I had some *deep* thoughts about our experience in the Old Order Mennonite communities this time around, and I want to share them with you, and I will...but today I'm going to talk about road tripping Christmas and barf? Because I need to maintain my status as an oversharing momblogger who keeps it realz.

In California we lived so far from our families that roadtrips with babies just didn't happen. We blissfully flew with a lap child (ha!). But now we live in Texas which is kind of closer to things, so we took the cheaper evil of the highway over navigating airports and flight times and rental cars. We did our big driving push - Texas to Tennessee - in one day. We packed up the day before and drove out at 4am. Both the kiddos transferred into their early morning car seats pretty seamlessly, and we had ourselves a sweet roadtrip sunrise with some truckstop coffee.
   
The kids woke up in Baton Rouge, and we ate cajun powdered sugar for breakfast. We were riding high. I think we even high-fived each other. Ironically of course. For lunch, we picnicked in the sketchiest of sketchy playgrounds somewhere in Alabama.

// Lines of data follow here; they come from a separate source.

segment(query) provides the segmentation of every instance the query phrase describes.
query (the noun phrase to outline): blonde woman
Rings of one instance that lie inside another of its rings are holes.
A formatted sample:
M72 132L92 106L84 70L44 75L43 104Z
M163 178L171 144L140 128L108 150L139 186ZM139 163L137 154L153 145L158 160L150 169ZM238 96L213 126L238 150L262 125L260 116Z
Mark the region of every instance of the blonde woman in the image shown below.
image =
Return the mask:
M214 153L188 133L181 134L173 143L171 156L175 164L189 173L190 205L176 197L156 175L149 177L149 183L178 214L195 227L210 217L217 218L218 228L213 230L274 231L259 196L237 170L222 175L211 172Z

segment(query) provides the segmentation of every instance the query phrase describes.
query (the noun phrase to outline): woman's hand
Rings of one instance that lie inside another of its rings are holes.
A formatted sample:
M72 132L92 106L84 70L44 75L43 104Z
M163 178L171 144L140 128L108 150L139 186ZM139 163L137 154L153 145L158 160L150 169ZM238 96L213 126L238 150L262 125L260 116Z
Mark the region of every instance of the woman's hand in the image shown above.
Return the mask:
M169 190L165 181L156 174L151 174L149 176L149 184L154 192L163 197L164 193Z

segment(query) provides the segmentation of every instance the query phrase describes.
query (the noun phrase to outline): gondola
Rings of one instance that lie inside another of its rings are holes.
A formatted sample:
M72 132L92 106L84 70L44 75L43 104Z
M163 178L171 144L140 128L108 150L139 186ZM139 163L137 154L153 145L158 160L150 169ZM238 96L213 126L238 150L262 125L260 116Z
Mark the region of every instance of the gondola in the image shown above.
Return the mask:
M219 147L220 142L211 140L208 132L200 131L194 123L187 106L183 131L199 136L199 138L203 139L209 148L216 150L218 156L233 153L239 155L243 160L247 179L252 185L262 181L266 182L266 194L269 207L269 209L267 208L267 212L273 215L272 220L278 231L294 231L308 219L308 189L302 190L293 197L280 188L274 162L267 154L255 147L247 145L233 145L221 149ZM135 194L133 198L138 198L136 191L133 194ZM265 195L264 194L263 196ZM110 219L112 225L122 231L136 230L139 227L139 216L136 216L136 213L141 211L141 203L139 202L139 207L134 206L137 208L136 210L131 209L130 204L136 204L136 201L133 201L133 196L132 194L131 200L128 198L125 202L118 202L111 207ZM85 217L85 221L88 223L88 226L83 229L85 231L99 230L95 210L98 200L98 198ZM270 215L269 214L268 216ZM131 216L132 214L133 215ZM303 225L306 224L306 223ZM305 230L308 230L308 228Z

Things went pretty well till the last couple hours of dark driving in the rain. We finally made it to Chattanooga and were desperately trying to find a fast food restaurant with a playscape. In the haze of the city lights, their colors distorting on the wet windshield, for over an hour we navigated first to a Chic-Fil-A which ended up being in a food court and then another that was in a hospital and then to a "kid friendly" taco place that was closed and elicited some rather saucy verbiage from the husband. Finally we landed at this grungy, deserted fried chicken place where we literally let our overtired underexercised offspring walk around the whole restaurant. In general we're zealous "Sit Down And Eat Your Food" types, but at this point we were channeling a lot more zombie than parent, and watched pretty disinterestedly as Lucy Juney wandered into the bar and flirted with anyone who smiled at her.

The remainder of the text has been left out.